For Leeb, it was a little different: "Lots of clothes," Leeb said.
"Dad was pretty bundled up," Ramler said.
Many of Leeb's family members were at the race to cheer them on. Many onlookers were excited to see them at the race, Ramler said.
"I had someone stop me at the end of the race, and she asked me who I was pushing. I explained to her that it was my dad, and I explained the situation, and she got kind of choked up by it. And she said that I should be really proud," Ramler said. "So that was pretty cool to hear."
Ramler also had a man stop her and tell her he was trying to catch up to her because there were some really big hills, and he wanted to be available to help push the chair if she needed it.
"So that was neat to hear, that there were people that remembered us after the race, that we caught their attention," Ramler said. She did manage the hills on her own, she said.
"It was a neat feeling, coming around that last curve," Leeb said, hearing the cheers of his gathered family. "It really pumped me up. And it made me feel good, too, that there were people that were waiting for us at the finish line."
"I was excited, too," Ramler said, "But I was a little more emotional, in the sense that like, it's done. You know, we anticipated it for so long, and worked up to it, and then, like, it's done. ... (It felt like) something we checked off the list of memories we've been trying to make."
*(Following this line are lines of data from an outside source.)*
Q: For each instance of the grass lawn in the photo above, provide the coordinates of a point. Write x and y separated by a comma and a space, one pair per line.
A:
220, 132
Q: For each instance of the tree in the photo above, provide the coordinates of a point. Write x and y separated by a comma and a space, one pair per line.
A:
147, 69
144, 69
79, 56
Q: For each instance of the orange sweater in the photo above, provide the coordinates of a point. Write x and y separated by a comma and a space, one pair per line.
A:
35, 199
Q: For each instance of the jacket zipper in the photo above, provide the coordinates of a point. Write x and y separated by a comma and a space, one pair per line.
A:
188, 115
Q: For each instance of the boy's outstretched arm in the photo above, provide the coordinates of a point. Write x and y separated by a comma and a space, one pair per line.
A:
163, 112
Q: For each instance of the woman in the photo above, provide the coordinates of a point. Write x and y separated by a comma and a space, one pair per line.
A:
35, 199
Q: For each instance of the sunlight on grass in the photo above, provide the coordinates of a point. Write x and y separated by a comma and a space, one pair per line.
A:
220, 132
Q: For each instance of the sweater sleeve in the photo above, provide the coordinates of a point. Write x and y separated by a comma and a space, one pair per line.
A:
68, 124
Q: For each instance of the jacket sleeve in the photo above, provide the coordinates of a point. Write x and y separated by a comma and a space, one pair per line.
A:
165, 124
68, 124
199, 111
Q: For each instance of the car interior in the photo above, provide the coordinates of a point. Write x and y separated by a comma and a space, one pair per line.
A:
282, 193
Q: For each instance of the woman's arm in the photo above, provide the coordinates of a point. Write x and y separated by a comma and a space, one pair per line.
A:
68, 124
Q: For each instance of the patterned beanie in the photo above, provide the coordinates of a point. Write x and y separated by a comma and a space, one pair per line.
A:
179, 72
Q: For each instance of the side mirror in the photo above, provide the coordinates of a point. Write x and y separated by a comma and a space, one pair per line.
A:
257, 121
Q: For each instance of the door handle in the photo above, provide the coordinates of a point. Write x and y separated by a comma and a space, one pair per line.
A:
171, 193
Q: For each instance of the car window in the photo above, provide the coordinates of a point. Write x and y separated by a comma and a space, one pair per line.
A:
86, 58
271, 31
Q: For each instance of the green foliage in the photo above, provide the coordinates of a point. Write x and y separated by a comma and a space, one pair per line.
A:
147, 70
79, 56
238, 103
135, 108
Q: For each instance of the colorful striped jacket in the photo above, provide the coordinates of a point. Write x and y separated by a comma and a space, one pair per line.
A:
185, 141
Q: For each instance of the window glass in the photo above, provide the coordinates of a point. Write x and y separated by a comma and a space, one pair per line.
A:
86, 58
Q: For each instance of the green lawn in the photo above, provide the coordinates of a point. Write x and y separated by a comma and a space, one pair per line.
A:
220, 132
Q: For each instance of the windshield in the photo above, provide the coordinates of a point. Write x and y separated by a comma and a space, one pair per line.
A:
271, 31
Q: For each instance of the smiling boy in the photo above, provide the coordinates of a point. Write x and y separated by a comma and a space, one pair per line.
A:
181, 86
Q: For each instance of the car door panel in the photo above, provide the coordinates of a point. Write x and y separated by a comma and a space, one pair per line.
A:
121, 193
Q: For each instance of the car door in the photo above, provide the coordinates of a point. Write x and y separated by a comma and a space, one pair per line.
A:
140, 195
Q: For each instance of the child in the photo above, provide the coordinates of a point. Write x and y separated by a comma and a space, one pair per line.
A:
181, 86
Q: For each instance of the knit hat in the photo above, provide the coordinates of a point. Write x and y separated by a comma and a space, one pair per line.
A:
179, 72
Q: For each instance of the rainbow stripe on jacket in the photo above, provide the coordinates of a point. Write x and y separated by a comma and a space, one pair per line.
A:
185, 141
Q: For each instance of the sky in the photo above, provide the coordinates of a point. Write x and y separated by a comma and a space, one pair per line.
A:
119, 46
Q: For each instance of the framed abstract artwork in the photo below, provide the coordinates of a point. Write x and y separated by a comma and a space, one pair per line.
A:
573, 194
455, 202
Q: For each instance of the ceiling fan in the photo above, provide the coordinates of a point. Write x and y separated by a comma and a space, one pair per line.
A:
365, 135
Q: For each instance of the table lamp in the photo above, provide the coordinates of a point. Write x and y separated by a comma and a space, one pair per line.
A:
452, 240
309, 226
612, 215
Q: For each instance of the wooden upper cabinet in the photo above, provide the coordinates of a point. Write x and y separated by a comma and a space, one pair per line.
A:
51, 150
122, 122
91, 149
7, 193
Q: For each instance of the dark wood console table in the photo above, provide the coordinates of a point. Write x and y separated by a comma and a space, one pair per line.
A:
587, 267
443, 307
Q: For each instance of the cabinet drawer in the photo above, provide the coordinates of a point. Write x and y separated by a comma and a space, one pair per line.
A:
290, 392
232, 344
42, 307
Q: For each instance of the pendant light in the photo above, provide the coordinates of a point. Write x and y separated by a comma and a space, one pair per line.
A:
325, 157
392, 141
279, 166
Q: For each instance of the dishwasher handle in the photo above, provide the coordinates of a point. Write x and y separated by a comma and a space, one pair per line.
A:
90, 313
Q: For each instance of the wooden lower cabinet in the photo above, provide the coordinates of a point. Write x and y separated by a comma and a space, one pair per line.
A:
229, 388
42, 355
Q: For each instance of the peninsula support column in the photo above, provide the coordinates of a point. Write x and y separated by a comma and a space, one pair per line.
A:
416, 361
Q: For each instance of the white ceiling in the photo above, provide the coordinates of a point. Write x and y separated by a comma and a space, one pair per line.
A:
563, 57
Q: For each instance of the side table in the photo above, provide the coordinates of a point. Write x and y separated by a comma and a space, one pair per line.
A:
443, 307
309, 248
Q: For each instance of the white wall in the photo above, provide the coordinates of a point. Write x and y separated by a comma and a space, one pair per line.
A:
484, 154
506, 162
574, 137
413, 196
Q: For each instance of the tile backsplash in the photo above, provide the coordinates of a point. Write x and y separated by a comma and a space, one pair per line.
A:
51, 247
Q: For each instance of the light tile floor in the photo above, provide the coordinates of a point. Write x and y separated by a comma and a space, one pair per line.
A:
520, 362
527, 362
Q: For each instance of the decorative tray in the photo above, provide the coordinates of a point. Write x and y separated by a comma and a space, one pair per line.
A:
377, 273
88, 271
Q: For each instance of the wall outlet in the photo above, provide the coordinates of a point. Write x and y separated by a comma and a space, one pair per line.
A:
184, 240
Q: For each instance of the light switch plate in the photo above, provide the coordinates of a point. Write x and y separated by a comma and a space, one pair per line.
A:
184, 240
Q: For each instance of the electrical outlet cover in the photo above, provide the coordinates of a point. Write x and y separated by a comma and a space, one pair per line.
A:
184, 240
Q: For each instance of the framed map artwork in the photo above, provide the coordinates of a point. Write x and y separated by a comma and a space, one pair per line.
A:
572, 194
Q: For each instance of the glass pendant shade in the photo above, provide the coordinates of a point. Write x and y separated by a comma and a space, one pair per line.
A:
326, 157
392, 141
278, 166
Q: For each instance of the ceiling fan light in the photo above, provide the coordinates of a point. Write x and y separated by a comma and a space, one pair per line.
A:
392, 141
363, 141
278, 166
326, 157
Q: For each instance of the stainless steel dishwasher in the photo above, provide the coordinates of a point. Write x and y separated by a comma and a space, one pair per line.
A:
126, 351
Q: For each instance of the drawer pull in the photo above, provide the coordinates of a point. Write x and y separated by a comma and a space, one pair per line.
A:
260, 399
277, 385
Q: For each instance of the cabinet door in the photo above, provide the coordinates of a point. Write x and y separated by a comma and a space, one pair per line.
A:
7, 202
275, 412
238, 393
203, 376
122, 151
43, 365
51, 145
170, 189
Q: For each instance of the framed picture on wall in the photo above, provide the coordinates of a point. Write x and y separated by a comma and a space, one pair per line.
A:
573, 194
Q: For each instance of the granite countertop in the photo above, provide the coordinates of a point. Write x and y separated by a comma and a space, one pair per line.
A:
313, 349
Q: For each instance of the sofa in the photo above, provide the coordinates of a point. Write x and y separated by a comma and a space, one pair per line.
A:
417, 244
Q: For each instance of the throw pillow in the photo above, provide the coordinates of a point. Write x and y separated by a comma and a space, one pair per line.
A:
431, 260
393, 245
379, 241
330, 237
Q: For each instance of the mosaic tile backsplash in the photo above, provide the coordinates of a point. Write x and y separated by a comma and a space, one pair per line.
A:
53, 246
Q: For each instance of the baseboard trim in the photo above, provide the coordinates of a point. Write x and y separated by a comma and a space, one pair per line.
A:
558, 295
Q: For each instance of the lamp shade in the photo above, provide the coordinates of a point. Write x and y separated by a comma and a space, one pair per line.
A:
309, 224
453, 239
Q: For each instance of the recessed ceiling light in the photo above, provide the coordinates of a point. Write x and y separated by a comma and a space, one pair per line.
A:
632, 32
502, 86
"It was one of the things on my to-do list," Leeb said. "Seriously. It was on my bucket list."
Leeb's list isn't the skydiving, adventurous bucket list of the movies. It's family-oriented.
"The next one is Father's Day. ... After that, I have a granddaughter that turns 1. And I wasn't supposed to live to see her 6 months (old). ... To live this long past that has been a God-given blessing. On July 5, she turns 1. That's my next one. It's a big one for me."
Another item he checked off was recording his voice on books for his kids and grandchildren, with the help of the hospice program. He picked particular books for particular people.
"For example, my wife collects teddy bears, so I knew I had to have a teddy bear book for her," he said.
For the grandchildren, the books were about loving them even when he's not physically there. He's already handed them out.
"I didn't want to wait on those. There's a part of you that wants them to have those right away," Leeb said.
"That was the hardest part, with the cancer, is just knowing that ... you're not going to see your grandkids grow up. And so this was one way for me to be a part of that for them."
Through it all, Leeb said he's kept a positive attitude.
"Some people have a hard time with this, and it takes them down. So I make a point to get their spirits up, joke around, whatever," Leeb said. "I mean, you can go through life happy, or you can go through life sad. And I choose happy."
Leeb's brother died from lung cancer at age 36, 20-some years ago.
"So I had already been through this once, with him," he said. "One of the things that he told me, back then, was that your attitude is everything with this. That keeping a positive attitude is what's going to get you to live longer. And he did. He was only supposed to live three to five months. ... And he ended up living a year and three months. So I just tried to keep his attitude through everything."
"It was kind of funny, too, because you've got your brotherly squabbles and stuff like that. I told everybody that I had to live at least a year and four months because I had to beat my brother. And I have so far."
"He's not going to be real happy with me," he joked.
He said there are still all the day-to-day life things to get through.
"Definitely my faith is there. That has gotten through it, too. ... My faith and my family is the two biggest things. My family has been very supportive," Leeb said. "It's not a time to be selfish."